Case ID: cal-app-2d_91/html/0590-01.html
Source: Caselaw Access Project
Author: {"author": "DOOLING, J.", "license": "Public Domain", "url": "https://static.case.law/"}
Date Created: 2024-08-24T03:29:51.129683

[Civ. No. 13847.
    First Dist., Div. Two.
    May 3, 1949.]
    C. P. TURNER, Appellant, v. L. M. SIMPSON, Respondent.
    Roy A. Sharif and Howard Iverson for Appellant.
    George Bouchard for Respondent.
   DOOLING, J.

The plaintiff commenced this action for the alleged breach by defendant of a contract for the sale of shares of stock by filing a complaint in the city and county of San Francisco. Defendant moved for a change of venue to Los Angeles County, supporting his motion by an affidavit alleging that county to be his place of residence. Plaintiff filed an affidavit in opposition to the motion in which he swore that the contract sued upon was made and entered into in San Francisco, plaintiff and defendant both being present in San Francisco at the time the contract was made. No counter-proof of this latter fact was offered. The trial court granted the motion and plaintiff appeals.

Under Code of Civil Procedure, section 395, “the county ... in which the contract in fact was entered into . . . shall be a proper county for the trial of an action founded on such obligation. ...”

The fact entitling a party to try the action in a county other than defendant’s residence where the complaint is silent on the subject may be shown by affidavit (Mills v. Dickson, 129 Cal.App. 728 [19 P.2d 278]) and where it appears that the contract was entered into in the county in which the action was filed plaintiff is entitled to have the action upon it tried there despite defendant’s residence in another county (Peterson v. Sherman, 68 Cal.App.2d 706, 711-712 [157 P.2d 863]; Carnation Co. v. El Rey Cheese Co., 88 Cal.App.2d 857 [200 P.2d 19]; Atwater v. Argonne Van & Storage Co., 74 Cal.App.2d 410 [168 P.2d 776]).
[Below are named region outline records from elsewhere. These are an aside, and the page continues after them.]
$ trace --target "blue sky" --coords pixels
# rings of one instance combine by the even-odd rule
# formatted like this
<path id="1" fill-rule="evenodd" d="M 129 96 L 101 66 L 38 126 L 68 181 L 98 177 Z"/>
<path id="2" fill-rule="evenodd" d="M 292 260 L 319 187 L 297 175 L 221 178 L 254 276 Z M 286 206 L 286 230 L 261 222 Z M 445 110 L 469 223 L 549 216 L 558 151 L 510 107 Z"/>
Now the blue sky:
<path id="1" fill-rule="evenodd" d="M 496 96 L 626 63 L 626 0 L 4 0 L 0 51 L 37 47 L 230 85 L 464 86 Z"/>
Respondent’s claim that the county of defendant’s residence is a preferred place of trial and that the court may in its discretion grant the motion for change to that county even where it appears that the contract was entered into or to be performed in the county where the action was commenced is not borne out by the language of Code of Civil Procedure, section 395, which states in the alternative “either the county where such obligation is to be performed, or in which the contract in fact was entered into, or the county in which the defendant, or any such defendant, resides at the commencement of the action, shall be a proper county for the trial. ...”

It appearing without contradiction that the contract was entered into in San Francisco the court erred in granting the change of venue.

The order appealed from is reversed.

Nourse, P. J., and Goodell, J., concurred.